Agencies: The opposition to the government’s cattle trade rule has reached the Supreme Court, which asked the NDA government today to respond on the contentions of several petitions. A Hyderabad-based organisation and two others filed petitions earlier this month, saying the rule violates fundamental rights to livelihood, freedom of religion and food choice.
The Centre, which has told the court that the intention of the rule was to regulate the cattle market, will file a formal reply within two weeks. The court will hear the matter again on July 11. The Centre’s cattle trade rule — which bans sale and purchase of cattle for slaughter in animal markets — has already been put on hold by the Madras High Court. The court has asked the Centre and the state government to respond to the petition, which is also on the same lines.

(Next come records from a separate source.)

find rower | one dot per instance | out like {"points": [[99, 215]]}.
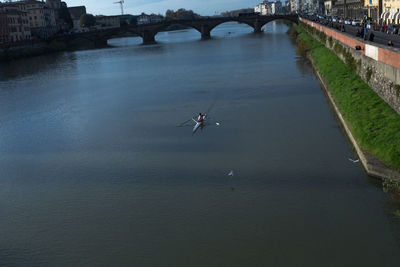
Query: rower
{"points": [[200, 118]]}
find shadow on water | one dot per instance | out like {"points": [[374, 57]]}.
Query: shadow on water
{"points": [[31, 66]]}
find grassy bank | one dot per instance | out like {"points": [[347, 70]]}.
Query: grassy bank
{"points": [[374, 124]]}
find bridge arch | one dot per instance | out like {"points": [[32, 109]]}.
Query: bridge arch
{"points": [[148, 31]]}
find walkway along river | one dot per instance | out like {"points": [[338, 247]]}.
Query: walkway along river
{"points": [[94, 170]]}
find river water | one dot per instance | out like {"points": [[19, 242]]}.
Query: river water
{"points": [[94, 170]]}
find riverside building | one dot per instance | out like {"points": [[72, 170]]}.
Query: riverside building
{"points": [[14, 25]]}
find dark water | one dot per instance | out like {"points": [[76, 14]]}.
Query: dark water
{"points": [[94, 171]]}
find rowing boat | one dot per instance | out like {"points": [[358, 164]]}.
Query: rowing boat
{"points": [[199, 124]]}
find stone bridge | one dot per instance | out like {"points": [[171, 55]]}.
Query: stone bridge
{"points": [[203, 25]]}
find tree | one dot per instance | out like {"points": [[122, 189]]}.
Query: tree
{"points": [[87, 20]]}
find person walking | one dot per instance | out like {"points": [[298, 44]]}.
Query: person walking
{"points": [[365, 33]]}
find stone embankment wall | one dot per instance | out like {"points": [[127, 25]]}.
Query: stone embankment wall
{"points": [[379, 65]]}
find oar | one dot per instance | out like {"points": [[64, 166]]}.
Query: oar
{"points": [[183, 123]]}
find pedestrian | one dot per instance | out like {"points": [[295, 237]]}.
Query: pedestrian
{"points": [[371, 36]]}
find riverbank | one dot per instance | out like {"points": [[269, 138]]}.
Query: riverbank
{"points": [[372, 126]]}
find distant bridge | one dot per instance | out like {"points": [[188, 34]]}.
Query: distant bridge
{"points": [[203, 25]]}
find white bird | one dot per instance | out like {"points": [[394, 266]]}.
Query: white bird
{"points": [[353, 160]]}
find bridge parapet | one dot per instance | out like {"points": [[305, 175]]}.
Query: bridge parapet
{"points": [[202, 25]]}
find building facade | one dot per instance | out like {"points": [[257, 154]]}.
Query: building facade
{"points": [[353, 9], [76, 12], [14, 25]]}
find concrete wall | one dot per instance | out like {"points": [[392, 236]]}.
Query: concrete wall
{"points": [[383, 62]]}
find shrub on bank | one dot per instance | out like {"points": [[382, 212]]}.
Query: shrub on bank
{"points": [[374, 124]]}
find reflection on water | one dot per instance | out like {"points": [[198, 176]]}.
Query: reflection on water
{"points": [[94, 170]]}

Additional Solicitor General PS Narasimha told journalists, “We are treating the stay granted by the Madras High Court as stay across the country. Taking advantage of the stay we have invited suggestions and put in place a regime after consultations”.
Denying any there is any ban on beef, the government’s law officer told journos that it was “a misconception”. “The rules are for organised live stock market. The farmers now have the option of taking cattle to life stock market or to a slaughter market”. Citing the status quo, he added, “We will consult all and come up with regulatory regime”
The petition in top court, filed, among others, by the All India Jamiatul Quresh Action Committee, has said the Centre’s move is unconstitutional. The rule, the petition said, was against freedom of “religious practice to sacrifice animals” and imposing a “ban on slaughter of animals for food violates the right to food, privacy and personal liberty guaranteed to a citizen under the Constitution”.
There have been huge protests against the cattle trade rule in various states in the south and the northeast, where beef is a staple. The Chief Ministers of Bengal and Kerala have also said they were contemplating legal action against the rule. The Centre has said the intention of the rule was not to interfere with food preferences. It was framed to address the larger issue of cruelty to animals.